On February 21, 2010, during a party congress of Strong Ukraine (renamed Labor Party in November 2009) announced that it leaves the parliamentary faction of Lytvyn bloc and in an electoral alliance with the party Information Ukraine creating the Tigipko Bloc. One of the representatives of Lytvyn Bloc, however, noted that the members of parliament from Lytvyn Bloc cannot be recalled from the parliament, because they were elected as part of the parliamentary faction, but they may leave voluntarily if they will surrender their mandates.

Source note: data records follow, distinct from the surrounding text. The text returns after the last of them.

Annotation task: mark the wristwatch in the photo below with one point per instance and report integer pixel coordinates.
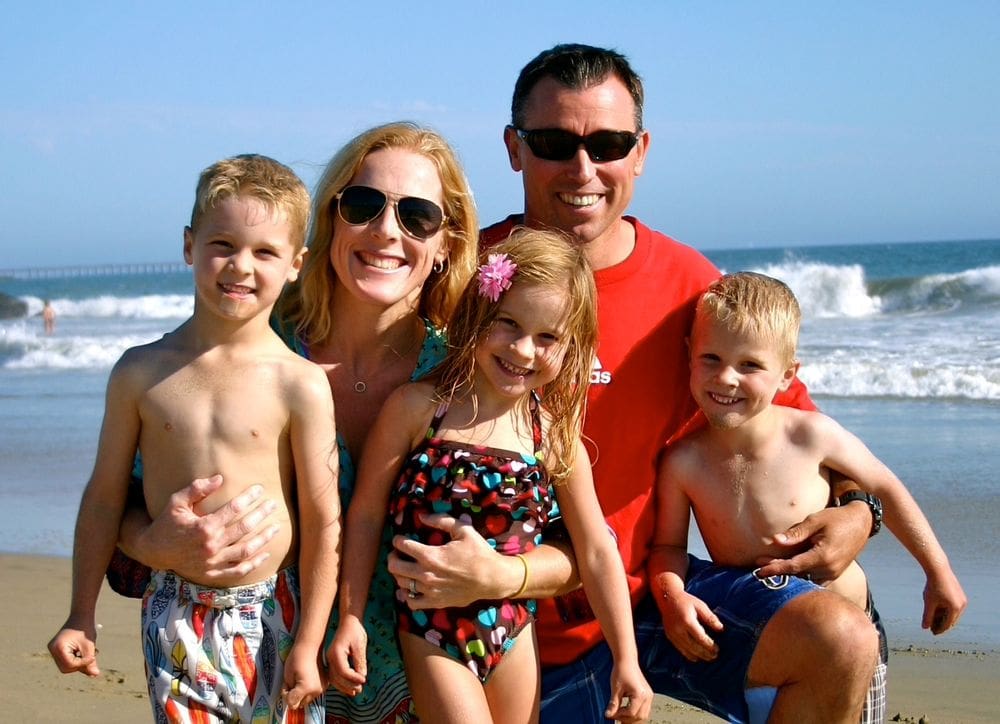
(872, 501)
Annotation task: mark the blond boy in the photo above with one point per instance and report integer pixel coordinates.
(222, 395)
(756, 468)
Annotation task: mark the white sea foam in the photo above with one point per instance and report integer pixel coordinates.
(148, 306)
(874, 378)
(825, 290)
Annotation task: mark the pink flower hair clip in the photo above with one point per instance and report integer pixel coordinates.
(495, 276)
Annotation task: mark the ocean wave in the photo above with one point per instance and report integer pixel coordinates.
(846, 377)
(829, 290)
(826, 290)
(940, 292)
(22, 348)
(149, 306)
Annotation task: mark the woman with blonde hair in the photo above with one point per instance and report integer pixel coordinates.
(392, 243)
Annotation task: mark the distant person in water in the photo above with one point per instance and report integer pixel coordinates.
(49, 317)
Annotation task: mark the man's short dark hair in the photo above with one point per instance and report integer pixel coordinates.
(577, 67)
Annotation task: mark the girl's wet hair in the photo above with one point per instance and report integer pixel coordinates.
(552, 260)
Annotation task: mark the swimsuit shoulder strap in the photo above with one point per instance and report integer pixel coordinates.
(534, 406)
(436, 421)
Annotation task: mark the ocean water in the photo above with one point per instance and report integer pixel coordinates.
(900, 342)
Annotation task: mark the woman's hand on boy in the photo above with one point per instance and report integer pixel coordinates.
(347, 656)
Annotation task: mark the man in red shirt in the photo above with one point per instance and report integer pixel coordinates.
(576, 136)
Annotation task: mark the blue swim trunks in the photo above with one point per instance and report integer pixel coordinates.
(744, 604)
(579, 691)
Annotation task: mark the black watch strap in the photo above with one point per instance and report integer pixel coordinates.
(872, 501)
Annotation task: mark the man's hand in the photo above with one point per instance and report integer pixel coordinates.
(226, 542)
(835, 537)
(74, 650)
(463, 570)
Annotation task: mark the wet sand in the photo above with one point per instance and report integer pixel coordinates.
(941, 686)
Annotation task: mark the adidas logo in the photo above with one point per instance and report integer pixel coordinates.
(597, 375)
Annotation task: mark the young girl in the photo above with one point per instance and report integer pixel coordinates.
(486, 441)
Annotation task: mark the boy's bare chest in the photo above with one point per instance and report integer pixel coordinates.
(241, 407)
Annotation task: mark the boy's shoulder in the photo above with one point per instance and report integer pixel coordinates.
(146, 357)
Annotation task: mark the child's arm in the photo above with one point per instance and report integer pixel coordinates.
(389, 441)
(73, 648)
(603, 576)
(685, 617)
(944, 599)
(314, 451)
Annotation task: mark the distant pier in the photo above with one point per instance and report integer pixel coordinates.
(98, 270)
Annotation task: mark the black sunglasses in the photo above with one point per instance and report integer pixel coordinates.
(359, 205)
(555, 144)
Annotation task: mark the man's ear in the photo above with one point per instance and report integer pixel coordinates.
(188, 245)
(641, 149)
(513, 143)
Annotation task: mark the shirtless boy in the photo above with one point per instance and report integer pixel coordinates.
(223, 395)
(757, 468)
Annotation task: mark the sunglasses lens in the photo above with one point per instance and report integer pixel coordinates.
(557, 145)
(361, 204)
(553, 145)
(420, 217)
(609, 145)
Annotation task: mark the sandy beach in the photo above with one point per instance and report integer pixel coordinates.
(940, 686)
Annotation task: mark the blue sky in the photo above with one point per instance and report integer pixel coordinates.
(773, 124)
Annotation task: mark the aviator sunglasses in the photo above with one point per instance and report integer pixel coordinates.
(555, 144)
(359, 205)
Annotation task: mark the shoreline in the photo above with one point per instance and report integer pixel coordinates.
(940, 685)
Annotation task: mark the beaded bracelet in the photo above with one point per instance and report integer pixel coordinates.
(524, 583)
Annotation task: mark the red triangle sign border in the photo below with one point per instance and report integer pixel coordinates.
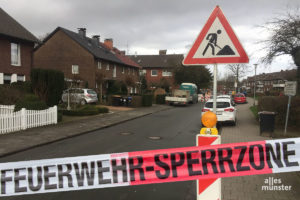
(243, 58)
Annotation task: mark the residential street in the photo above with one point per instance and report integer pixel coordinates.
(176, 127)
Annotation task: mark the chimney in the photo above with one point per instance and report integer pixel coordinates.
(96, 39)
(162, 52)
(82, 32)
(109, 43)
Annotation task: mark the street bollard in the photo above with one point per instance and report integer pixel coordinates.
(208, 189)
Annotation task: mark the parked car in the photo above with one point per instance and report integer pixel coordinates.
(226, 97)
(226, 112)
(80, 95)
(240, 98)
(200, 97)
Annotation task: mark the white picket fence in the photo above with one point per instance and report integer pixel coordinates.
(6, 109)
(15, 121)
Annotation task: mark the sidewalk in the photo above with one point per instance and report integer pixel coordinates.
(250, 187)
(15, 142)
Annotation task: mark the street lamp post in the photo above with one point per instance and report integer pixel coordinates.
(255, 66)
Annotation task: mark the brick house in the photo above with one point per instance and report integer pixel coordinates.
(81, 57)
(269, 81)
(158, 68)
(16, 47)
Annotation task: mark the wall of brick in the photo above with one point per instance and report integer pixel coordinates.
(60, 53)
(120, 76)
(156, 79)
(26, 49)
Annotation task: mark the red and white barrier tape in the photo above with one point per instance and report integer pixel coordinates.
(145, 167)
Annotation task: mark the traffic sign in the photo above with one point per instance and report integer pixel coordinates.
(208, 189)
(216, 43)
(290, 88)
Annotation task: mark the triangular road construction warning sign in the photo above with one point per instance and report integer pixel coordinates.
(216, 43)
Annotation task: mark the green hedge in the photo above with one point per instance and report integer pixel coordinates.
(48, 84)
(30, 102)
(279, 105)
(160, 99)
(147, 99)
(59, 116)
(103, 110)
(86, 110)
(136, 101)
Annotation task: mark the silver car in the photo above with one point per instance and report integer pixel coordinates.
(80, 95)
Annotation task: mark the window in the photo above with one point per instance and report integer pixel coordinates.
(166, 73)
(15, 54)
(99, 65)
(75, 69)
(143, 72)
(153, 72)
(20, 78)
(115, 71)
(7, 78)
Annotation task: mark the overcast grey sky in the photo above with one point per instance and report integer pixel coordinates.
(144, 27)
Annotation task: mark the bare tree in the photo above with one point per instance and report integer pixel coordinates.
(238, 71)
(284, 39)
(100, 78)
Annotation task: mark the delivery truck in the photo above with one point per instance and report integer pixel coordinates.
(187, 93)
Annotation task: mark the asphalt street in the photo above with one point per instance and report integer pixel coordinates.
(176, 127)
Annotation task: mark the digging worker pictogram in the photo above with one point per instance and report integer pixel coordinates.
(212, 42)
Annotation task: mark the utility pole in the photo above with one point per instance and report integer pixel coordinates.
(255, 66)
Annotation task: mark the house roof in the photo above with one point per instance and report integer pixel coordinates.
(100, 51)
(158, 61)
(125, 59)
(281, 75)
(10, 27)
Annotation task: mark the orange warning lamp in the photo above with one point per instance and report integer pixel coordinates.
(209, 119)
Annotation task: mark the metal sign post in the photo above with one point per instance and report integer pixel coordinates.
(289, 90)
(215, 89)
(287, 114)
(215, 44)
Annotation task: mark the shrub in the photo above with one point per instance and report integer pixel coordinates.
(48, 84)
(160, 99)
(279, 105)
(82, 111)
(136, 101)
(147, 99)
(22, 86)
(30, 102)
(10, 96)
(103, 110)
(59, 116)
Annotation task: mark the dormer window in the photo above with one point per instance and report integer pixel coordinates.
(15, 54)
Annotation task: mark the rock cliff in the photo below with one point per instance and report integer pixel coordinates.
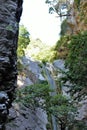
(10, 12)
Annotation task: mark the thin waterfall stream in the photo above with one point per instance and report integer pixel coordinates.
(52, 84)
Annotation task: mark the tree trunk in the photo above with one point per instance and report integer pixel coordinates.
(10, 12)
(63, 127)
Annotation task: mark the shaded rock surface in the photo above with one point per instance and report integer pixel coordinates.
(21, 117)
(10, 12)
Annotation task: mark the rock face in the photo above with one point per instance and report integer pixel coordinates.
(22, 117)
(10, 12)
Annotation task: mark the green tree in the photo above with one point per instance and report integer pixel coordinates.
(76, 63)
(23, 40)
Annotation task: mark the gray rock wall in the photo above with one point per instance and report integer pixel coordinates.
(10, 12)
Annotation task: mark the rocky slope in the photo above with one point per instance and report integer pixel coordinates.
(10, 12)
(21, 117)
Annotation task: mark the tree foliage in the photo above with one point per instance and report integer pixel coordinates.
(23, 40)
(40, 51)
(76, 62)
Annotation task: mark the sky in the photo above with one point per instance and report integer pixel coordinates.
(39, 22)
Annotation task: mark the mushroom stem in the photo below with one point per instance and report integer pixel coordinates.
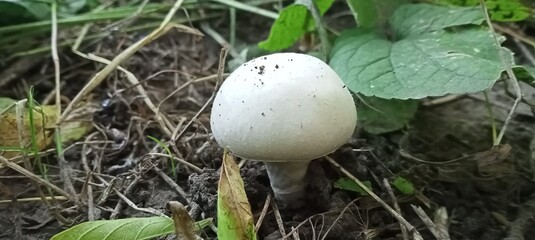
(288, 181)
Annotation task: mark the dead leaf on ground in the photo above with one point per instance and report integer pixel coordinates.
(234, 217)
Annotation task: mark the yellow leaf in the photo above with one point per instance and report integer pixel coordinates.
(234, 217)
(44, 122)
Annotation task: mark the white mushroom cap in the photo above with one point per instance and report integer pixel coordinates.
(283, 107)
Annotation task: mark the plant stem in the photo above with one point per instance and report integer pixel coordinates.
(491, 116)
(322, 32)
(288, 181)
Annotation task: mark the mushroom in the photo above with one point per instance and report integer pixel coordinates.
(284, 109)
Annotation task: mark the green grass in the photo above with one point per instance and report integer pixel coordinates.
(162, 145)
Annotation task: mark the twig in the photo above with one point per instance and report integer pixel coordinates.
(415, 234)
(102, 74)
(249, 8)
(338, 218)
(439, 233)
(197, 169)
(278, 217)
(440, 218)
(509, 70)
(35, 178)
(220, 74)
(263, 213)
(173, 184)
(322, 32)
(527, 52)
(396, 206)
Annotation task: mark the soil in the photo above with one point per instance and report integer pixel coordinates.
(487, 193)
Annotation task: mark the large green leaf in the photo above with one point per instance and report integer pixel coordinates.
(378, 115)
(292, 23)
(426, 60)
(415, 19)
(128, 228)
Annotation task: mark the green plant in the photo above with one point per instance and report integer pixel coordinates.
(400, 53)
(168, 151)
(128, 228)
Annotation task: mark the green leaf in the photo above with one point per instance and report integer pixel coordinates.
(416, 19)
(421, 64)
(365, 12)
(525, 74)
(292, 23)
(19, 11)
(378, 115)
(403, 185)
(499, 10)
(287, 29)
(234, 217)
(128, 228)
(350, 185)
(70, 7)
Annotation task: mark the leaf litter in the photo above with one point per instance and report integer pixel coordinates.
(117, 158)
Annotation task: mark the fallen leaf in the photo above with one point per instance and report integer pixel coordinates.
(234, 217)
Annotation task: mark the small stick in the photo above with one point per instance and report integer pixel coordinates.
(404, 232)
(439, 233)
(172, 183)
(263, 213)
(35, 178)
(415, 234)
(278, 217)
(197, 169)
(508, 70)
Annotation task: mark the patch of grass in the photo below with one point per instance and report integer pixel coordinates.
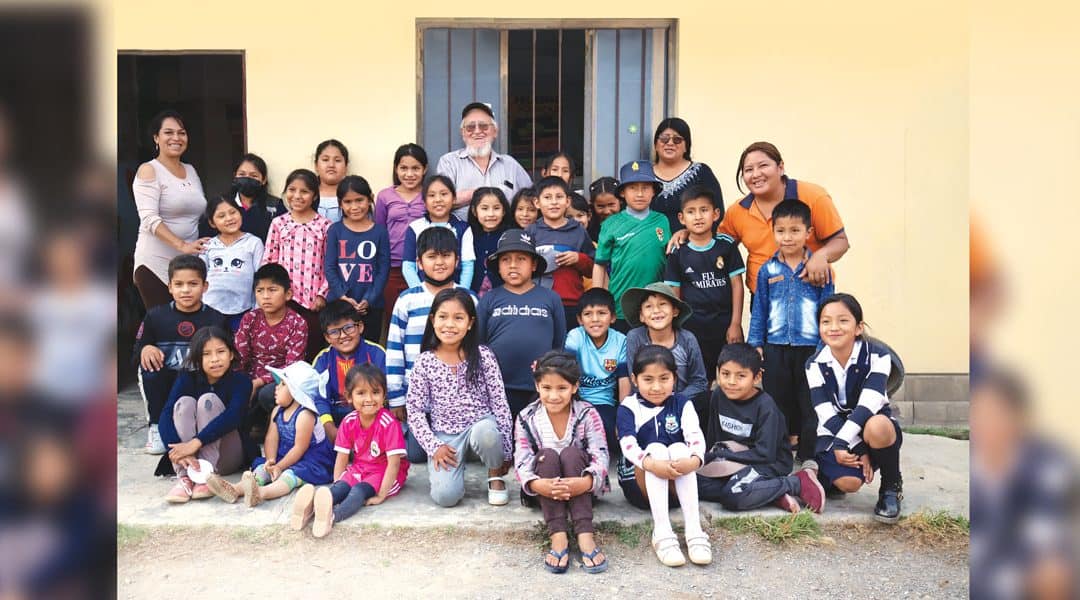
(777, 530)
(628, 534)
(937, 528)
(130, 534)
(952, 433)
(253, 534)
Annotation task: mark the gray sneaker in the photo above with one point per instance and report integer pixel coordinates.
(153, 444)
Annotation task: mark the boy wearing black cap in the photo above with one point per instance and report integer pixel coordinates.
(520, 321)
(631, 248)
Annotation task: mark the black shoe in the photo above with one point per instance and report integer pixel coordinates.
(887, 509)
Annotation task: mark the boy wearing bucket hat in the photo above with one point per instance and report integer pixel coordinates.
(657, 314)
(520, 321)
(297, 450)
(632, 243)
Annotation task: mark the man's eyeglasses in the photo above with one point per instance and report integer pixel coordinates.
(476, 125)
(337, 331)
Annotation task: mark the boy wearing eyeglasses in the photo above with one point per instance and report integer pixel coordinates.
(343, 329)
(270, 335)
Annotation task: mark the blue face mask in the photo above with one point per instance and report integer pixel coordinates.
(247, 187)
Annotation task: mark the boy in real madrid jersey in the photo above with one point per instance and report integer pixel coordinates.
(706, 273)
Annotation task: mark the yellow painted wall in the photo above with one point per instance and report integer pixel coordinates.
(1025, 150)
(869, 101)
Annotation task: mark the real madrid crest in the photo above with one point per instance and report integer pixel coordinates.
(671, 424)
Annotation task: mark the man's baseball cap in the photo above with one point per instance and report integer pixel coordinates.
(477, 106)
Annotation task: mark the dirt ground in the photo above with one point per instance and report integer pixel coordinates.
(272, 562)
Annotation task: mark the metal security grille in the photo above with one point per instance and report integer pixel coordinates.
(593, 92)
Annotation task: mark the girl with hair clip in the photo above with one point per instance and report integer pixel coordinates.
(488, 217)
(457, 401)
(676, 172)
(662, 448)
(332, 165)
(561, 457)
(439, 198)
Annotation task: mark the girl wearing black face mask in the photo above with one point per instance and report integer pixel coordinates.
(250, 190)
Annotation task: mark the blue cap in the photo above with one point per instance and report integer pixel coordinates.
(637, 172)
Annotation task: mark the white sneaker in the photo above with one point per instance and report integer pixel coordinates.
(153, 444)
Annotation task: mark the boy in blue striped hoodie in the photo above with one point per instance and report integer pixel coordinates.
(436, 250)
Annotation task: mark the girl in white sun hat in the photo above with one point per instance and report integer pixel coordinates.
(296, 448)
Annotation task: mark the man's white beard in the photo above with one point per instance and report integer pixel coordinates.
(480, 151)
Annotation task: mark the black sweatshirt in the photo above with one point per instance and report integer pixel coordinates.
(756, 423)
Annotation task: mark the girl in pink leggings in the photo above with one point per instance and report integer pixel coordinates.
(202, 417)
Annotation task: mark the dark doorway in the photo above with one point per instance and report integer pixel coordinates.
(547, 96)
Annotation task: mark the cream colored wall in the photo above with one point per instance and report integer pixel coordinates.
(871, 103)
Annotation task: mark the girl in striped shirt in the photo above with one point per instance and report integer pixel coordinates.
(856, 434)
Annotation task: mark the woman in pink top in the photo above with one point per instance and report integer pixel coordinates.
(170, 200)
(397, 206)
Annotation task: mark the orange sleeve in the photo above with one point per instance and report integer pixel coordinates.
(823, 214)
(727, 226)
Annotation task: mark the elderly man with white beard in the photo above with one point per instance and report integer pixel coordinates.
(477, 165)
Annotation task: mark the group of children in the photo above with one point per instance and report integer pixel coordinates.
(483, 357)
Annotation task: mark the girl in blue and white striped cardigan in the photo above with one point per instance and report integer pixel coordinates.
(856, 434)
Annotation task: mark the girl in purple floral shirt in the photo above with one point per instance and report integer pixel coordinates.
(457, 401)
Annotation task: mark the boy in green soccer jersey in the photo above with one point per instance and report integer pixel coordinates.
(631, 248)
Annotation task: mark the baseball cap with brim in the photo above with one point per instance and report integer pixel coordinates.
(516, 241)
(633, 298)
(637, 172)
(477, 106)
(302, 382)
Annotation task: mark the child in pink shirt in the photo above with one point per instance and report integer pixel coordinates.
(378, 467)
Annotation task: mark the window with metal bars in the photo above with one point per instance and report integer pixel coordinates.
(593, 93)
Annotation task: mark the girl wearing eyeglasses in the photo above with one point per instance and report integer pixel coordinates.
(676, 172)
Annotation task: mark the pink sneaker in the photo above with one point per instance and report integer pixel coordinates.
(811, 493)
(787, 503)
(201, 491)
(180, 492)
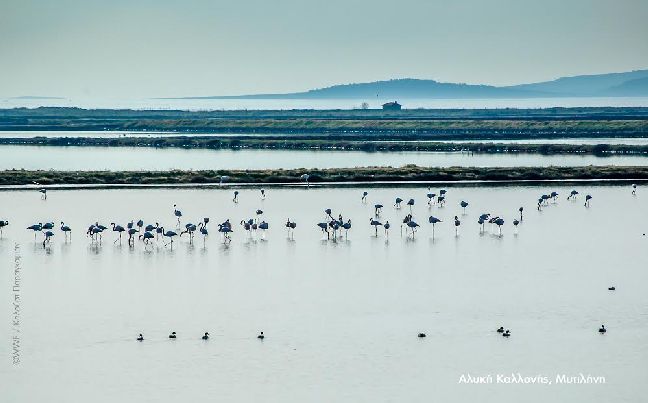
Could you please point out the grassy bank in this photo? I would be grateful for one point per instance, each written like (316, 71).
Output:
(369, 174)
(328, 144)
(448, 123)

On March 11, 2010, together with Party of Regions and Communist Party of Ukraine the bloc joined the first Azarov Government

In October 2010 one deputy of the Our Ukraine–People's Self-Defense Bloc faction joined the Lytvyn Bloc faction.

In November 2010 the Bloc of Lytvyn faction in the Verkhovna Rada was renamed People's Party faction.

===Dissolution===
A March 2010 poll predicted that a "Volodymyr Lytvyn Bloc" would get 1.3% of the vote at the 2012 Ukrainian parliamentary election.

In August 2011 People's Party and Strong Ukraine announced they will merge with fellow Ukrainian party Party of Regions. Strong Ukraine and Party of Regions merged on 17 March 2012. The merge between People's Party and Party of Regions did not materialize.

On 17 November 2011 the Ukrainian Parliament approved an election law that banned the participation of blocs of political parties in parliamentary elections.

Mid-December 2011 Lytvyn stated that People's Party will participate in the 2012 parliamentary elections independently. In that election, the party won 2 seats in the Ukrainian parliament.